Based on the method provided in the fourth aspect, the first message may be used to trigger the first tag to send the second message, so that the first access network device performs positioning measurement based on the signal carrying the second message, to position the first tag.

In a possible implementation, the method further includes switching a switch in the first tag to a first location based on the first message, so that the first tag directly reflects the received message, that is, directly reflects the signal carrying the message.

Based on the foregoing possible implementation, the first tag may be in a reflection mode. In the reflection mode, the first tag may not parse the received message, but directly reflect the received signal, to reduce a communication delay and reduce power consumption of the first tag.

In a possible implementation, the first message is a selection message, an acknowledgment message, a query message, a query message-like message, a message for triggering the first tag to send a reflection signal, a positioning message, or a sequence number request message.

Based on the foregoing possible implementation, a plurality of types of messages may be used to trigger the first tag to reflect or reply to the received message. It may be understood that, when the first message is the message for triggering the first tag to send the reflection signal, after receiving the first message, the first tag switches the switch to a reflection location, for example, the first location, so that the first tag directly reflects the received signal. In this case, the second message is the reflection signal.

In a possible implementation, the second message is a reflection message for the first message, or the second message carries an identifier of the first tag, a random number, a sequence number, a check code, random number-like information, sequence number-like information, or check code-like information.

Based on the foregoing possible implementation, the first access network device may perform positioning measurement on the reflection message for the first message, or the message that carries the identifier of the first tag, the random number, the sequence number, the check code, the random number-like information, the sequence number-like information, or the check code-like information, to position the first tag.
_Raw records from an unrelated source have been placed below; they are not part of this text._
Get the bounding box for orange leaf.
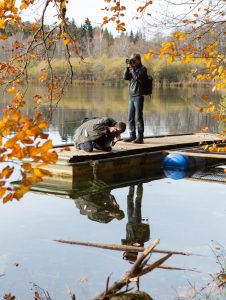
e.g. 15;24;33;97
0;166;14;179
0;34;8;40
0;188;7;199
14;185;30;200
40;140;53;153
38;121;48;129
41;151;58;163
5;137;17;148
22;162;33;172
39;133;49;139
3;192;14;203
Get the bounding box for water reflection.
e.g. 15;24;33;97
74;187;125;223
1;85;220;145
122;184;150;263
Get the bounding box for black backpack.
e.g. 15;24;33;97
142;74;153;96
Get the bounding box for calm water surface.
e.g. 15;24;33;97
12;84;220;144
0;86;225;299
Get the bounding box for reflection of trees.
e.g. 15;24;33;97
0;85;220;140
73;188;124;223
122;183;150;262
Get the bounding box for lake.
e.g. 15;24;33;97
0;85;225;299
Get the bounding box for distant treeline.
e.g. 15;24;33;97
29;56;201;86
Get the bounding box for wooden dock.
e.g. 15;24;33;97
30;133;226;193
55;133;225;163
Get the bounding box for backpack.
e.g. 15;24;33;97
142;74;153;96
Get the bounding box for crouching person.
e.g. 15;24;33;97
73;117;126;152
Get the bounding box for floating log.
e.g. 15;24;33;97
54;239;192;256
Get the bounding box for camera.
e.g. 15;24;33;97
126;58;133;64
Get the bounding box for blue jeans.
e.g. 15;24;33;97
128;96;144;138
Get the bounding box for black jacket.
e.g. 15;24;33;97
124;64;147;96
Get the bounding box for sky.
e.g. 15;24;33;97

It may be understood that, when the first message is the selection message, the acknowledgment message, the query message, the query message-like message, the positioning message, or the sequence number request message, the second message is the message that carries the identifier of the first tag, the random number, the sequence number, the check code, the random number-like information, the sequence number-like information, or the check code-like information.

In a possible implementation, the receiving a first message includes receiving the first message from a core network element, or receiving the first message from the first access network device.

Based on the foregoing possible implementation, a core network device or the first access network device may trigger the first tag to reflect or reply to the received message.

In a possible implementation, the core network element is an access and mobility management function network element, an LMF network element, or a TMF network element.

Based on the foregoing possible implementation, the access and mobility management function network element, the LMF network element, or the TMF network element may all trigger the first tag to reflect or reply to the received message.

According to a fifth aspect, a communication apparatus is provided, and the communication apparatus may be configured to implement the foregoing method. The communication apparatus may be the TMF network element in the first aspect, or an apparatus including the TMF network element, or the communication apparatus may be the LMF network element in the second aspect, or an apparatus including the LMF, or the communication apparatus may be the first access network device in the third aspect, or an apparatus including the first access network device, or the communication apparatus may be the first tag in the fourth aspect, or an apparatus including the first tag. The communication apparatus includes a corresponding module, unit, or means for implementing the foregoing method. The module, unit, or means may be implemented by hardware, software, or hardware executing corresponding software. The hardware or the software includes one or more modules or units corresponding to the foregoing function.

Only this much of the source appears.